Taylor nodded again. “Ten-pound Parrott weighs just under a thousand pounds… That kind of weight would put the boat down by the head, I should think.”

“It just might.”

Taylor looked up and met Bowater’s eyes, and there was something mischievous in his expression. “Might balance her a bit…one gun off the bow and another off the stern…”

Bowater took a deep breath. He and Taylor had worked out this ruse de guerre over dessert, in the shade of the boat on the Cape Fear’s boat deck. They talked in elliptical, half-finished sentences. Bowater could not bring himself to speak more boldly. This sort of trickery was antithetical to everything Bowater was and believed and was trained to be. If honor and ethics were a rope to climb, then he had just slid down many feet.
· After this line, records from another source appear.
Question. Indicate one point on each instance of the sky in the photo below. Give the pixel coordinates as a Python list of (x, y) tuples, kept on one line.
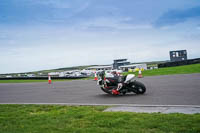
[(49, 34)]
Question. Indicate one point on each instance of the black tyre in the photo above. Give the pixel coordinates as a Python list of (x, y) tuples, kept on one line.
[(139, 88), (106, 91)]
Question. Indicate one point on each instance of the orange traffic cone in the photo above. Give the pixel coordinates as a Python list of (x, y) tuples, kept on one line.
[(49, 79), (95, 76), (140, 74)]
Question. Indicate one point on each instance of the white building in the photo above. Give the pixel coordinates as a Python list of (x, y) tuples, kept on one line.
[(133, 66), (100, 68)]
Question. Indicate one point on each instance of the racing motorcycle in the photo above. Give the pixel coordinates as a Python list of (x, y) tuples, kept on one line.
[(129, 84)]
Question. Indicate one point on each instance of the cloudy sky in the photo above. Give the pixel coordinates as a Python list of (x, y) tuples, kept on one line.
[(46, 34)]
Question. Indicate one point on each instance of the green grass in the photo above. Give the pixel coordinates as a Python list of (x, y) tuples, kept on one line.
[(32, 81), (90, 119), (187, 69)]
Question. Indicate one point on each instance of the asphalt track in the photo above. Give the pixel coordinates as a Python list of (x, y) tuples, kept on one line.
[(161, 90)]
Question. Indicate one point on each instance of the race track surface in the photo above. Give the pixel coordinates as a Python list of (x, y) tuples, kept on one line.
[(161, 90)]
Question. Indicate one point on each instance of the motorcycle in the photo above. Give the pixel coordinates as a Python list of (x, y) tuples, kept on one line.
[(129, 84)]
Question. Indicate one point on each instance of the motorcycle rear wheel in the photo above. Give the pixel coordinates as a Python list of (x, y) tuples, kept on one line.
[(106, 91), (139, 88)]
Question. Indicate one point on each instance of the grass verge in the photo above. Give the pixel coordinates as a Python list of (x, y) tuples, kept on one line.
[(90, 119), (187, 69)]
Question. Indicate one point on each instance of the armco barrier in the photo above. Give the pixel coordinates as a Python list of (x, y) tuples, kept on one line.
[(179, 63), (39, 78)]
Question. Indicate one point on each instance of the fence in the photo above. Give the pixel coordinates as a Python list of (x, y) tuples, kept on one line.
[(40, 78)]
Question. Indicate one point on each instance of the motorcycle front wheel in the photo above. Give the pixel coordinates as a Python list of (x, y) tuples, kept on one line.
[(106, 91), (139, 88)]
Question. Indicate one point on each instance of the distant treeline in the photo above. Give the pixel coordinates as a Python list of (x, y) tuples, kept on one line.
[(40, 78), (179, 63)]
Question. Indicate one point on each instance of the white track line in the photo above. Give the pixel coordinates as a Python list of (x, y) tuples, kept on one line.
[(89, 104)]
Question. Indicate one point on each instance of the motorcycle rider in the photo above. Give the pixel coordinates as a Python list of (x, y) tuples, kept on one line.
[(119, 85)]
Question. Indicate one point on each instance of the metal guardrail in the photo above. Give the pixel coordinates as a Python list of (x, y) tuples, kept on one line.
[(179, 63)]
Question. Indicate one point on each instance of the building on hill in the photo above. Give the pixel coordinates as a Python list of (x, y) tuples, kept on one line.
[(120, 62), (178, 55)]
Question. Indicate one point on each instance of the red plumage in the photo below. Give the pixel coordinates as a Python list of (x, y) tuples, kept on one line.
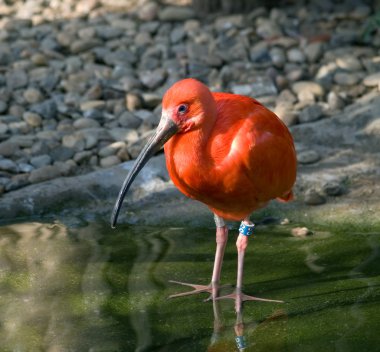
[(235, 157)]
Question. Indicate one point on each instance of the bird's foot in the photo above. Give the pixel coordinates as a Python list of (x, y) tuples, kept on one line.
[(212, 288), (241, 297)]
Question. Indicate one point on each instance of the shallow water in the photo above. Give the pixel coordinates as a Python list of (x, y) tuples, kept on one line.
[(85, 287)]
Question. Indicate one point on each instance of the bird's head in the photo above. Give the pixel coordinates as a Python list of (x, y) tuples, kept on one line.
[(188, 103), (185, 107)]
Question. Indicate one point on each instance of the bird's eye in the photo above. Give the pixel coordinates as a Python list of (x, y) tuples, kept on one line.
[(182, 109)]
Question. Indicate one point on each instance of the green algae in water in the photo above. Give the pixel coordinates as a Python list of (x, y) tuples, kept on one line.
[(91, 288)]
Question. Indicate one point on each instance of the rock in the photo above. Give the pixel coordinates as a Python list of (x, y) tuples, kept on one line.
[(16, 79), (334, 101), (267, 29), (47, 109), (346, 79), (176, 13), (111, 149), (372, 80), (16, 182), (25, 167), (8, 148), (41, 160), (312, 197), (62, 153), (278, 56), (310, 113), (333, 188), (315, 88), (128, 120), (314, 51), (33, 95), (301, 232), (295, 55), (80, 45), (44, 173), (148, 11), (259, 52), (349, 63), (92, 105), (3, 128), (82, 157), (8, 165), (153, 79), (3, 106), (151, 100), (133, 101), (123, 154), (32, 119), (308, 157), (84, 122), (109, 161), (75, 141), (224, 23), (261, 86)]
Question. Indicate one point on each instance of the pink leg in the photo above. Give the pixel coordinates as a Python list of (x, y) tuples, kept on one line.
[(213, 287), (238, 295)]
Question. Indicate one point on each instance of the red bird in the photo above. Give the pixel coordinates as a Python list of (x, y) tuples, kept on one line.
[(227, 151)]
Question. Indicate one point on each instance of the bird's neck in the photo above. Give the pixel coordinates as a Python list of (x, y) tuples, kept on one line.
[(192, 147)]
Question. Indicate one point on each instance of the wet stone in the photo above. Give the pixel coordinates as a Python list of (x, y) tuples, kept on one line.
[(17, 181)]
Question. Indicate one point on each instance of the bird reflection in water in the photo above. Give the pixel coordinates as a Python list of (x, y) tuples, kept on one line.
[(221, 338)]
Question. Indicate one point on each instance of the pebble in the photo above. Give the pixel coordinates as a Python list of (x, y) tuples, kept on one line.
[(148, 11), (32, 119), (85, 122), (308, 157), (314, 88), (333, 188), (301, 232), (312, 197), (346, 79), (310, 113), (314, 51), (8, 165), (33, 95), (372, 80), (334, 101), (109, 161), (176, 13), (295, 55), (44, 173), (41, 160)]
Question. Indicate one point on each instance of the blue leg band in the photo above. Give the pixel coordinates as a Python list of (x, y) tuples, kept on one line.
[(240, 342), (245, 229)]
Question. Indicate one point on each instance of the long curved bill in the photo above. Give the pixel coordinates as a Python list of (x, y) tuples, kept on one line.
[(165, 130)]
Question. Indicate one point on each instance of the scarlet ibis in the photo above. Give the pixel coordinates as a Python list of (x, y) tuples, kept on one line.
[(227, 151)]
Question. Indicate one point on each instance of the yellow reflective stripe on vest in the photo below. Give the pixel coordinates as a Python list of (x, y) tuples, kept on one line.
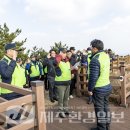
[(45, 69), (5, 91), (65, 72), (34, 70), (18, 77), (104, 61)]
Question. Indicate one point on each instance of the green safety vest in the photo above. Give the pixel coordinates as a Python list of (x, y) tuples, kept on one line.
[(65, 72), (34, 70), (42, 67), (18, 77), (104, 61)]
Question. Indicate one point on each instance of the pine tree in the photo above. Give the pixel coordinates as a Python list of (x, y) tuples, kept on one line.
[(8, 37), (59, 45)]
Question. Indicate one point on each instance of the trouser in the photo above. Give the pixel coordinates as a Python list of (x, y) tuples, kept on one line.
[(52, 88), (72, 85), (63, 97), (102, 111), (46, 82), (11, 113)]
But he had to get into the fight.

The two men looked down at the guns again.

“Ten-pound Parrott forward. Two twelve-pound howitzers aft,” Bowater said in a tone that suggested the matter was settled.
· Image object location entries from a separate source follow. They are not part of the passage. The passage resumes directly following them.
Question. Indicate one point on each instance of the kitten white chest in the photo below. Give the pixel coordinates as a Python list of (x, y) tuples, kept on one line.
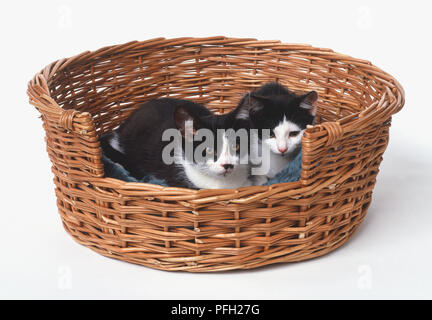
[(237, 179)]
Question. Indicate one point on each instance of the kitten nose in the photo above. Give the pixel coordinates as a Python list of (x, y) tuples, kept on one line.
[(282, 150), (227, 166)]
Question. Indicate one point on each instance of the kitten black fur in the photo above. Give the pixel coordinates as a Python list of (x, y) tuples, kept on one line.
[(140, 137)]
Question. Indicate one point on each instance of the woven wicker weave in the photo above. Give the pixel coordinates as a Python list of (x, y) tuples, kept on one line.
[(214, 230)]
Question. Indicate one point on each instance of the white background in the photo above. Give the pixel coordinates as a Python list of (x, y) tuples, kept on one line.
[(388, 257)]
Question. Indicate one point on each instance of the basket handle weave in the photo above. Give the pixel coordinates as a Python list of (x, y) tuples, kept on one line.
[(82, 154)]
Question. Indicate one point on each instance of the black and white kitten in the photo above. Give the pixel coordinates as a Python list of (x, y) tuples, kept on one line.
[(274, 107), (138, 145)]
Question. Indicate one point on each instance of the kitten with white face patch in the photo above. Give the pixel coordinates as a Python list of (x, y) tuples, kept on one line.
[(286, 114), (138, 145)]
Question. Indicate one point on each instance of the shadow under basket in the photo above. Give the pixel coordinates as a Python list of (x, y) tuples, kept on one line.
[(168, 228)]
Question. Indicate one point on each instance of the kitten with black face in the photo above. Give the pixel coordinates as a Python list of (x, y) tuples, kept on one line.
[(138, 145), (274, 107)]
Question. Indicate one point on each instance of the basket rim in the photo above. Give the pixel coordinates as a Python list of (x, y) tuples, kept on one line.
[(390, 103)]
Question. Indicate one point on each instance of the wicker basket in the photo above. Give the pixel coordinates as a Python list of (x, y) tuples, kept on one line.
[(214, 230)]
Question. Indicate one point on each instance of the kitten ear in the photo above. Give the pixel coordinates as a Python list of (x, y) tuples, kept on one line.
[(308, 102), (185, 122), (250, 104)]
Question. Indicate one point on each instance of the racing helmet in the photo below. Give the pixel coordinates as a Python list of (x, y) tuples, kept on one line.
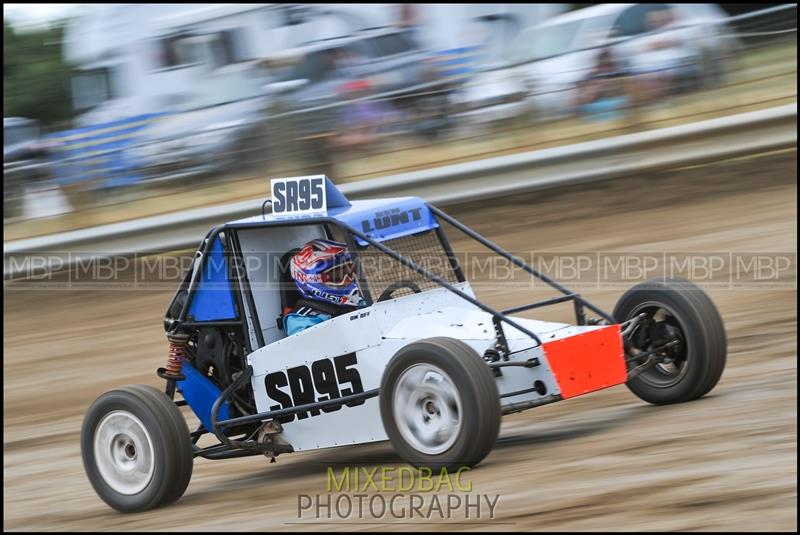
[(323, 270)]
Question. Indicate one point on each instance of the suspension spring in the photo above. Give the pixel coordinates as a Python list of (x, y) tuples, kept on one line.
[(175, 356)]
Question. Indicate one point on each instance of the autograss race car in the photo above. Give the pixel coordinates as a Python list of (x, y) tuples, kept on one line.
[(421, 362)]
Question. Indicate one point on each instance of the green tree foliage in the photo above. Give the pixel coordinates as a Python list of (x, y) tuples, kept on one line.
[(36, 80)]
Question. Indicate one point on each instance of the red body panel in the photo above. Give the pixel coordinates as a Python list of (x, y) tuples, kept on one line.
[(587, 362)]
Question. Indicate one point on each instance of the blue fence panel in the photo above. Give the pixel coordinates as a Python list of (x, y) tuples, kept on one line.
[(98, 152)]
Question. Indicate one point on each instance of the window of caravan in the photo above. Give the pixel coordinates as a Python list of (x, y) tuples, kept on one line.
[(91, 88)]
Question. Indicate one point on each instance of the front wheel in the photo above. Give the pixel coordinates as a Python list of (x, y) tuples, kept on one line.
[(674, 310), (439, 404), (136, 449)]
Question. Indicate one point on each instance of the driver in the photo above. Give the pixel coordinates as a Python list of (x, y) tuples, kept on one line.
[(324, 274)]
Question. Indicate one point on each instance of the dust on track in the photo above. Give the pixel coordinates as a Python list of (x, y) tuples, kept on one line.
[(605, 461)]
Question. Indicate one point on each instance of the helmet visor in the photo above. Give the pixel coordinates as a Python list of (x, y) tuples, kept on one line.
[(340, 275)]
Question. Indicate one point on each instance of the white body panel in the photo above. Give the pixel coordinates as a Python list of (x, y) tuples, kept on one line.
[(374, 335)]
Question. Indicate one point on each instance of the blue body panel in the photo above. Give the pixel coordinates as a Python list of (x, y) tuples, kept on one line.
[(380, 219), (200, 393), (213, 299)]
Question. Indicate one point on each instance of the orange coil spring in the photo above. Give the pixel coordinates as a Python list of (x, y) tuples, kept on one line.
[(176, 353)]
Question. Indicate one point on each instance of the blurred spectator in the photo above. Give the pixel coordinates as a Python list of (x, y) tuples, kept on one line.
[(666, 64), (603, 94)]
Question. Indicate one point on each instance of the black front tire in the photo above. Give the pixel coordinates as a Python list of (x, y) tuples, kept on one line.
[(141, 427), (479, 412), (702, 352)]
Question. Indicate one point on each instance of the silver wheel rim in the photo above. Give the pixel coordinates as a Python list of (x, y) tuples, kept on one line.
[(427, 409), (123, 452), (669, 372)]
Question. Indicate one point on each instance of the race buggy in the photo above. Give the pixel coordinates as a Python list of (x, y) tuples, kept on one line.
[(423, 363)]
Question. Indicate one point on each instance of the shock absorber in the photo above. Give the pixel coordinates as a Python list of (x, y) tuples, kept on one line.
[(175, 356)]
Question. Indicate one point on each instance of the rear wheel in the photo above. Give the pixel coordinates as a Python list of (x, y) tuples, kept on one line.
[(136, 449), (674, 309), (439, 404)]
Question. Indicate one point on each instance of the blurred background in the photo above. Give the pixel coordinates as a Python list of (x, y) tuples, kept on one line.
[(115, 112), (132, 129)]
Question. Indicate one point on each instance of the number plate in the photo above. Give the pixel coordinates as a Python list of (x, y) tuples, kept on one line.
[(302, 195)]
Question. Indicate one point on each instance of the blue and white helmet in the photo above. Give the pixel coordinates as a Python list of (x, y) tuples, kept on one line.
[(323, 270)]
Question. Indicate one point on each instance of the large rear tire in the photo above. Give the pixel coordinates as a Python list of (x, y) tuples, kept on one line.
[(440, 405), (136, 449), (675, 308)]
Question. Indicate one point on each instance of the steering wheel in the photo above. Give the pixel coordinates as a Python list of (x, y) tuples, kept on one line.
[(405, 283)]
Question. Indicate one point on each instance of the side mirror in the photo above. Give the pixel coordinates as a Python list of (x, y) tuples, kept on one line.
[(276, 88)]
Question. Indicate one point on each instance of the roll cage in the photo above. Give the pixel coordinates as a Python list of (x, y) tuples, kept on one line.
[(250, 323)]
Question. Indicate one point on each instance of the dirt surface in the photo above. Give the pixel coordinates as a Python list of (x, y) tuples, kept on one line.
[(605, 461)]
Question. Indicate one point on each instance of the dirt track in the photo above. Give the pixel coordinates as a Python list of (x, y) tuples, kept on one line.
[(606, 461)]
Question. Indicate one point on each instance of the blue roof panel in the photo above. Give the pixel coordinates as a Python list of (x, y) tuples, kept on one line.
[(380, 219)]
Footsteps on the granite floor echoed around the building, and Bowater and Taylor looked up to see Commander Archibald Fairfax approach. Fairfax was in charge of ordnance at Norfolk, an able and active officer. He had managed to rework a number of the old smoothbore thirty-two-pounders, reinforcing their breeches and rifling them, bringing them into the modern age.
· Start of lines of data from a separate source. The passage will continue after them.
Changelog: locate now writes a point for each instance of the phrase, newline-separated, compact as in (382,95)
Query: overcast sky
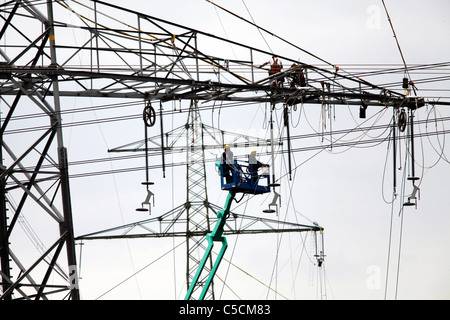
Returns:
(346,190)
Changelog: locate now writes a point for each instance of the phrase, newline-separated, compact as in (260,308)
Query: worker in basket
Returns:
(227,160)
(253,167)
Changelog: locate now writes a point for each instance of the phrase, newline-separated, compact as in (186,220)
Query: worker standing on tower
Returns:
(275,67)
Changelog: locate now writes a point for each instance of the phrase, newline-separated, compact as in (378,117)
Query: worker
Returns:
(227,160)
(275,67)
(297,77)
(253,166)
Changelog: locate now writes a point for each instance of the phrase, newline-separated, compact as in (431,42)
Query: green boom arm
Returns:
(215,235)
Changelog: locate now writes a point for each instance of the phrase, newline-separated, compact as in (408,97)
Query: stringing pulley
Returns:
(402,120)
(149,115)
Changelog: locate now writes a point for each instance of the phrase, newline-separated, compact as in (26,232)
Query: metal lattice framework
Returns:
(130,55)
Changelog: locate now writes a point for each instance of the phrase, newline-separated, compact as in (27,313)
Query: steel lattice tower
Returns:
(154,60)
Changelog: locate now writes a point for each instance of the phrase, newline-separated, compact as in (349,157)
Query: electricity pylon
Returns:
(125,54)
(193,218)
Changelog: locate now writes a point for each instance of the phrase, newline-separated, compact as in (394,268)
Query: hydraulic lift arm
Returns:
(215,236)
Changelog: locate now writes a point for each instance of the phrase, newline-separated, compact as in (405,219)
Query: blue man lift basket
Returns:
(238,177)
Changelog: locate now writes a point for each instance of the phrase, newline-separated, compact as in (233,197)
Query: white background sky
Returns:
(341,189)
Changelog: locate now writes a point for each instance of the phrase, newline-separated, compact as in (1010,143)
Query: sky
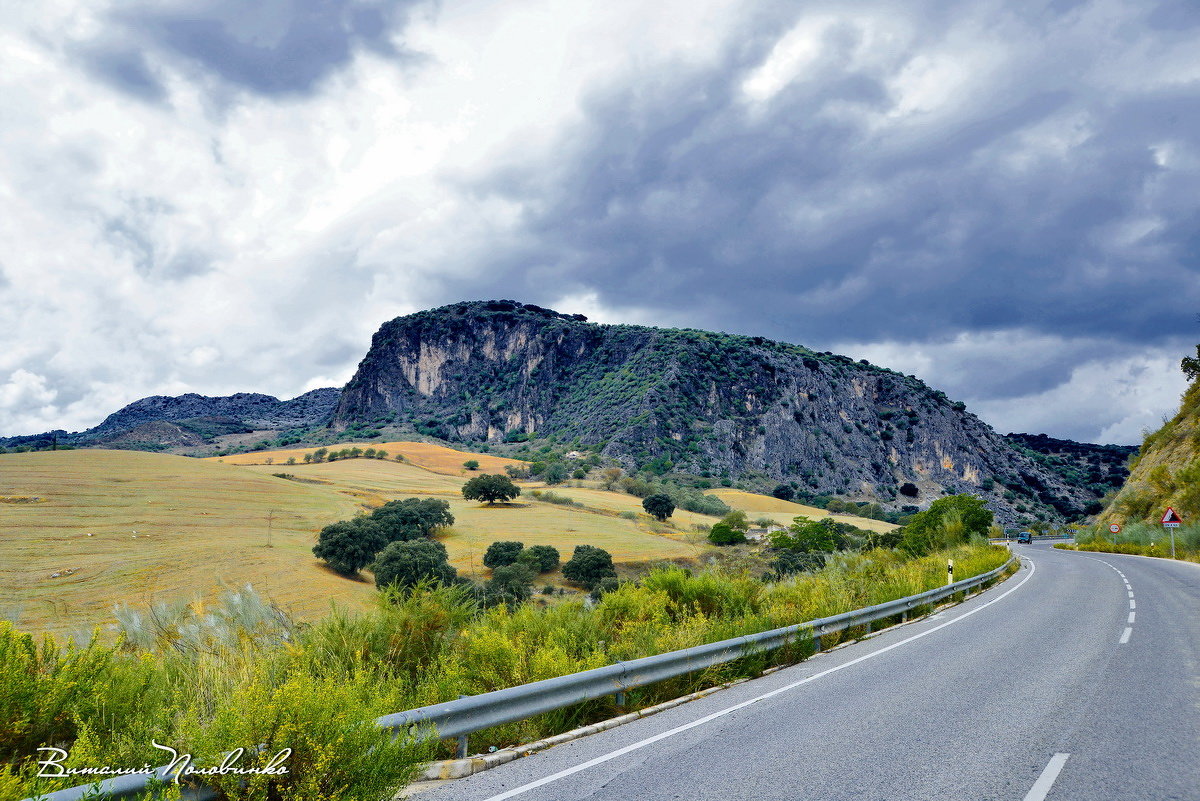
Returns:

He was also in charge of fitting out the vessels stationed at the yard. “Captain Bowater, a pleasure, sir,” he said.

“Commander, good day,” Bowater said, extending a hand. “I do not believe you have met my chief engineer. Mr. Hieronymus Taylor, Commander Fairfax.”

“Commander,” Taylor said, shaking his hand. One glance told him Fairfax was old navy, through and through.

“What can I do for you, Captain Bowater?”

Bowater felt a tingling in his hands, an unsettled feeling in his gut. Up until now it had all been theoretical, which was bad enough. But now the moment was there. Now he had to lie to a superior officer, or give it up.

“We came by to see about the new guns for Fort Powhatan,” Bowater said, and when Fairfax looked understandably confused, he added, “The ten-pound Parrott and the two twelve-pound howitzers.”

There…that wasn’t so bad… He felt the rope slip though his hands.

Fairfax shook his head. “I was not aware that Fort Powhatan was to get more guns. Who gave you that order?”

“We were up there yesterday. Captain Cocke said he had sent word to you. He was under the impression it was all arranged.”

“No…this is the first I hear of it.”

“Well, hell, sir…beg your pardon, Commander,” Taylor said. Bowater hoped he would not make a hash of things now. “I can draw the fires, but now we’re going to have to take on more fresh water before we get head up steam again. We’ll need more coal, too. Got just enough on board to steam there and back with steam up now.”

“Very well, Chief,” Bowater said. “There is nothing for it.” He shook his head, turned to Fairfax. “I swear this happens every time, sir. One bureaucratic mix-up and we are set back two days.”

“Well, perhaps not,” Fairfax said. “If Cocke intended to ask for those guns, I should think the paperwork is somewhere. Be a waste for you to leave empty-handed. Why don’t you take those guns aboard and I’ll see what became of Cocke’s requisition.”

“Thank you, sir,” Bowater said. “That sort of efficiency is not something you would have heard of in the old navy.”

“No, indeed, Mr. Bowater. If we have any advantage at all over the United States Navy, it is that we are not so entrenched and somnambulant. Feel free to press whomever you need from the yard to help with the guns. Mr. Taylor, a pleasure to meet you. Good day, gentlemen.”

“Good day,” the officers of the Cape Fear said in chorus. Commodore Fairfax turned and walked away.

Done. They had their guns. And Bowater felt like a new-minted whore, just finished with her first trick. He wondered if that sort of thing got easier, and what the implications were if it did.